The Finnish Corporate Governance Code 2010 requires that Fortum issues a remuneration statement regarding the salaries and other remuneration paid by the company. Furthermore, the Cabinet Committee on Economic Policy, representing the State owner, issued a statement in August 2012 on the remuneration of executive management and key individuals in companies with State ownership. Fortum’s remuneration principles follow the Finnish Corporate Governance Code. They also comply with the recommendations on the remuneration and retirement benefits of executive management and key individuals in companies with state ownership.
Fortum publishes a remuneration statement for each financial year in connection with the Financial Statements and Corporate Governance statement publication. An updated Remuneration statements can be found on this section of our web pages.

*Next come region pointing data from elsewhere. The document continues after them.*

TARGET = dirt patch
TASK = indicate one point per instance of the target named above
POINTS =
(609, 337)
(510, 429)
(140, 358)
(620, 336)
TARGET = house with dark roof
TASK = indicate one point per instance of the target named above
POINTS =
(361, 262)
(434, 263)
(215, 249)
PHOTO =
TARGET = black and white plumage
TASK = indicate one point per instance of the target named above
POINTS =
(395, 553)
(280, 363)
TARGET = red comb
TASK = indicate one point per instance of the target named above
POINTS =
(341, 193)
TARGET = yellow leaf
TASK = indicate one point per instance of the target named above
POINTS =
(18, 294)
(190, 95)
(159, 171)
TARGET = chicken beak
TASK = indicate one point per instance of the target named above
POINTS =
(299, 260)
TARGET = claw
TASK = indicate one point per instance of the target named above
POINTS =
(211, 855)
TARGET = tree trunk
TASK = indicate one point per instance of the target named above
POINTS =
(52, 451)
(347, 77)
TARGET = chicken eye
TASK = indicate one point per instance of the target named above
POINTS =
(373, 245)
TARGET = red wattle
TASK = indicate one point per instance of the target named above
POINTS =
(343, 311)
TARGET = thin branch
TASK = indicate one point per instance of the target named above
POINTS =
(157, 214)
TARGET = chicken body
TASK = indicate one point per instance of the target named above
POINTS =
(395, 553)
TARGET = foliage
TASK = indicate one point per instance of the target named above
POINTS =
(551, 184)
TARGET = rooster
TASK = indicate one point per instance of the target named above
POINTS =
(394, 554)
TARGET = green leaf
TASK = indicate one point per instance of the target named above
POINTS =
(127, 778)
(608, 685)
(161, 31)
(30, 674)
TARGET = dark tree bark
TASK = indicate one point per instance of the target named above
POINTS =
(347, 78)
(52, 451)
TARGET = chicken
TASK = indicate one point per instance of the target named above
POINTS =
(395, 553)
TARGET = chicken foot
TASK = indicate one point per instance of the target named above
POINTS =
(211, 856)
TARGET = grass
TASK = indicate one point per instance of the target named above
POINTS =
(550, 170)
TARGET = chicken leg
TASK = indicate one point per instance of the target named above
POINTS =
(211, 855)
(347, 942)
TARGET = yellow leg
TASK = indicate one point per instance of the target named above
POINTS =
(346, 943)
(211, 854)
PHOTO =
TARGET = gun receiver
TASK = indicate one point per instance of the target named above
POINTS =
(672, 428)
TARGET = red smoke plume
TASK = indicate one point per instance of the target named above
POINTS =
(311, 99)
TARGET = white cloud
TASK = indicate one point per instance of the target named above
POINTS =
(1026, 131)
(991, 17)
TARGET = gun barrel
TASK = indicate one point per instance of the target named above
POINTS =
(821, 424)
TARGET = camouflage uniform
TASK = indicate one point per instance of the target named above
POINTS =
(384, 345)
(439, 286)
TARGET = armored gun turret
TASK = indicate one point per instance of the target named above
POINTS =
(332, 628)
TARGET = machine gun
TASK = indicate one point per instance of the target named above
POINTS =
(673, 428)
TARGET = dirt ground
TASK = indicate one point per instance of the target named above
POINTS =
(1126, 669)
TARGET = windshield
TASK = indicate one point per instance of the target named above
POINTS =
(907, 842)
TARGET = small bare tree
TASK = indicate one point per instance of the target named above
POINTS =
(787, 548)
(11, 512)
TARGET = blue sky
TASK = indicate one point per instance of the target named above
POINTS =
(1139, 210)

Decision-making relating to remuneration
The Shareholders’ Nomination Board, the Annual General Meeting of Shareholders (AGM), the Board of Directors and its Nomination and Remuneration Committee are involved in the discussions and decision-making regarding remuneration at Fortum. The Shareholders’ Nomination Board is responsible for presenting a proposal for remuneration of the members of the Board of Directors to the AGM. The decision on the remuneration of the members of the Board of Directors is made in the AGM.
The Board of Directors decides, based on the proposals made by the Nomination and Remuneration Committee, on remuneration principles and remuneration for senior management (President and CEO and the other members of Fortum Executive Management). Similarly, the Board of Directors approves all company-wide incentive arrangements for senior management and other key personnel.